28 de julho de 2026

Brasil precisa de regras para receber data centers e garantir beneficios

Tecnologia DataCenters 28/07/2026 08:11 Rafael Cardoso - Reporter da Agencia Brasil agenciabrasil.ebc.com.br

Pesquisadores defendem planejamento, transparencia e regras para garantir que o pais se beneficie com a chegada de grandes centros de dados, evitando danos ambientais e sociais.

A expansao dos data centers no Brasil exige planejamento, transparencia e regras que garantam beneficios ao pais e reduzam impactos socioambientais. Essa avaliacao foi feita por pesquisadores em um debate realizado nesta segunda-feira (27), em Niteroi, na Regiao Metropolitana do Rio de Janeiro, como parte da programacao da 78a Reuniao Anual da Sociedade Brasileira para o Progresso da Ciencia (SBPC).

  • Data centers sao grandes galpoes cheios de computadores que armazenam dados da internet, como fotos, videos e informacoes de sites.
  • Eles consomem muita energia eletrica, equivalente a capacidade de abastecer milhoes de pessoas.
  • Pesquisadores alertam que o Brasil pode ser explorado, como ja aconteceu no passado com outros recursos naturais.
  • A instalacao desses centros pode causar poluicao sonora, gastar muita agua e prejudicar comunidades pobres.
  • Especialistas defendem que o pais crie regras claras para que esses projetos tragam beneficios reais para a populacao.

Os professores Mauro Oliveira, do Instituto Federal do Ceara (IFCE), e Dan Levy, da Universidade Federal de Sao Paulo (Unifesp), defenderam que a instalacao de grandes centros de processamento de dados precisa ser acompanhada de politicas publicas e maior participacao da comunidade cientifica.

Para Mauro Oliveira, o Brasil corre o risco de repetir uma logica historica de exploracao de recursos naturais sem garantir contrapartidas para o desenvolvimento nacional.

"O problema nao e receber data centers.

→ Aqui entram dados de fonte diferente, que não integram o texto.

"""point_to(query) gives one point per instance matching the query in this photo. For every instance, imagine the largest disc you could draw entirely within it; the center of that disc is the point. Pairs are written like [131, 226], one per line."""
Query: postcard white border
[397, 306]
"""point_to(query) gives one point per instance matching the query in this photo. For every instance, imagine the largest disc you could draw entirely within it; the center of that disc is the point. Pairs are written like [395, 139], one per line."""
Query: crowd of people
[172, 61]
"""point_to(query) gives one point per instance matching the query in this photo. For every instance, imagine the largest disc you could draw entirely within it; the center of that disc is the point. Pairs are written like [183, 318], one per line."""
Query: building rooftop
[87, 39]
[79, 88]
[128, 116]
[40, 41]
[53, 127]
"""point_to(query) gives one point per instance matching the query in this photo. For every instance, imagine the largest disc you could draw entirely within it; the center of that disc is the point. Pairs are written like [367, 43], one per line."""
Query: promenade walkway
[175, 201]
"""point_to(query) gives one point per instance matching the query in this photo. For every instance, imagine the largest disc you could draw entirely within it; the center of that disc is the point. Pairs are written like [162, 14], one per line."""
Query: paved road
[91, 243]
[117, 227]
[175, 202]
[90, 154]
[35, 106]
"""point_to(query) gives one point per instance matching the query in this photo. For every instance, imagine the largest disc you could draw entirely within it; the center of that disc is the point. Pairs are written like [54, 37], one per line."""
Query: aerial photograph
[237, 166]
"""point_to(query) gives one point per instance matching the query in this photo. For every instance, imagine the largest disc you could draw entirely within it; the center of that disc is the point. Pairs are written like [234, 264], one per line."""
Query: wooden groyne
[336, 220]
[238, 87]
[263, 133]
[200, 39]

O problema e receber esses investimentos sem negociacao. O Brasil precisa definir o que quer exigir em troca", disse Mauro.

Segundo o pesquisador, a discussao sobre data centers ainda esta restrita a poucos setores e deveria mobilizar universidades, governo e sociedade. Ele argumentou que esses empreendimentos trazem desafios relacionados ao consumo de energia, a soberania digital e ao controle da infraestrutura tecnologica.

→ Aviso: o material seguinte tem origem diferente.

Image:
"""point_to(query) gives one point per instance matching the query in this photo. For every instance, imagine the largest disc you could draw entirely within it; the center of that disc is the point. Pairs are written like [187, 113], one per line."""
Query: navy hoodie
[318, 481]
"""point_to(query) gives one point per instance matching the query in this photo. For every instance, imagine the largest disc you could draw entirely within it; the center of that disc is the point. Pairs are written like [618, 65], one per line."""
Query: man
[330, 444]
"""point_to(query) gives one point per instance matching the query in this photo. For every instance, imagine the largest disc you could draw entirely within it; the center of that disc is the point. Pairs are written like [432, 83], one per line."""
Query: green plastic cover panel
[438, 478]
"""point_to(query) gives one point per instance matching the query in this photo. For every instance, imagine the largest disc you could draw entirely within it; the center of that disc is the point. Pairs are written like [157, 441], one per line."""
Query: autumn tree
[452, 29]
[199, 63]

Oliveira citou o projeto de instalacao de um grande data center voltado a inteligencia artificial no Ceara. Segundo ele, a unidade devera consumir cerca de 300 megawatts de potencia, demanda equivalente a capacidade de abastecimento de milhoes de pessoas.

"O mundo, hoje, nao consegue produzir energia suficiente para atender a demanda projetada pelos data centers de inteligencia artificial", disse.

Alem da energia, Oliveira defendeu que o pais estabeleca mecanismos permanentes de monitoramento, auditoria e transparencia sobre os projetos.

"O papel das universidades e participar desse debate. Nao somos contra os data centers. Somos contra a ausencia da universidade na discussao sobre as condicoes em que eles estao sendo implantados", disse.

Impactos

Sob a perspectiva do direito ambiental, Dan Levy argumentou que os impactos provocados pelos data centers vao alem do consumo de agua e energia. Segundo ele, tambem devem ser considerados efeitos como poluicao sonora, pressao sobre recursos naturais, conflitos territoriais, desigualdades sociais e riscos para comunidades vulneraveis.

"A transicao digital e a transicao ecologica nao podem ser tratadas como processos independentes. E preciso incorporar criterios de sustentabilidade, transparencia e participacao social", defendeu o pesquisador.

Segundo Levy, as comunidades diretamente afetadas precisam participar das decisoes relacionadas a implantacao desses empreendimentos e nao apenas arcar com seus impactos.

O pesquisador tambem associou a expansao dos data centers ao conceito de colonialismo digital, segundo o qual paises do Sul Global passam a fornecer recursos naturais, como energia, agua e territorio, para sustentar a infraestrutura tecnologica das grandes empresas do Norte Global.

"A gente nao e contra o desenvolvimento. A questao e como esse desenvolvimento e realizado e quem suporta seus custos", concluiu.